Aliás, por falar no filme dos anos 1990 com Michael Douglas, o recente Fúria Incontrolável parece uma versão mais turbinada e violenta, porém um pouco menos interessante que a história sobre um homem “atacado” pelo estresse que domina a sua vida num determinado dia de derrubada de protocolos e desacatos diversos. De volta ao elucidativo momento de abertura, cenas de caos revelam o quão estamos mergulhados na selvageria. É o preço do combustível que não para de crescer, a celeuma do desemprego e suas altas taxas, as pressões por uma aparência perfeita, tal como o culto ao corpo e as redes sociais. Em suma, o panorama introdutório nos revela o perigoso caminhar da humanidade por um bifurcado trajeto de dor e tragédia. Como aponta um dos narradores de telejornal que compõem o quebra-cabeça de textos deste início revelador, “nós já nascemos com raiva”. E é assim que os personagens do roteiro de Call Ellsworth estão ao longo dos 85 minutos de filme. Frustrados, enraivecidos, oprimidos. Qual a opção encontrada por estas criaturas ficcionais para desanuviar? Simples: discutir, gritar, ofender o “outro”. Dizem que dá alívio, mas será esse o melhor caminho mesmo? Bastante complexo.

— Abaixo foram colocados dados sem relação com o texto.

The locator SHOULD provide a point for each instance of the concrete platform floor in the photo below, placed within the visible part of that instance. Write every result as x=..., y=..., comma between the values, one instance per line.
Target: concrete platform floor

Sob a direção de Derrick Borte, o argumento de Fúria Incontrolável é simples. Russel Crowe é o Homem, sem nome no desenvolvimento do roteiro. Captado sempre por ângulos que ressaltam a sua força e brutalidade, trabalho da assertiva direção de fotografia de Brendan Galvin, o antagonista é alguém com raiva. Muita raiva. E o roteiro não faz questão alguma de humanizar essa criatura. Ele simplesmente passou por coisas ruins e está descontando a sua ira em todos aqueles que atravessam o seu caminho sem se imiscuir. O caos começa a reinar de maneira mais centralizada depois que Rachel (Caren Pistorius), mãe de Kyle (Gabriel Bateman), sai de casa atrasada, perde bastante tempo no trânsito lento e irritante da cidade e para piorar, afronta o motorista que está à frente de seu carro, alguém que ela sequer imagina quem seja, mas que lhe dá uma certeza: acabou de atrapalhar ainda mais o seu dia que já começou com cobranças de toda parte, desde um cliente ao filho que lacrimeja diante da ausência do pai.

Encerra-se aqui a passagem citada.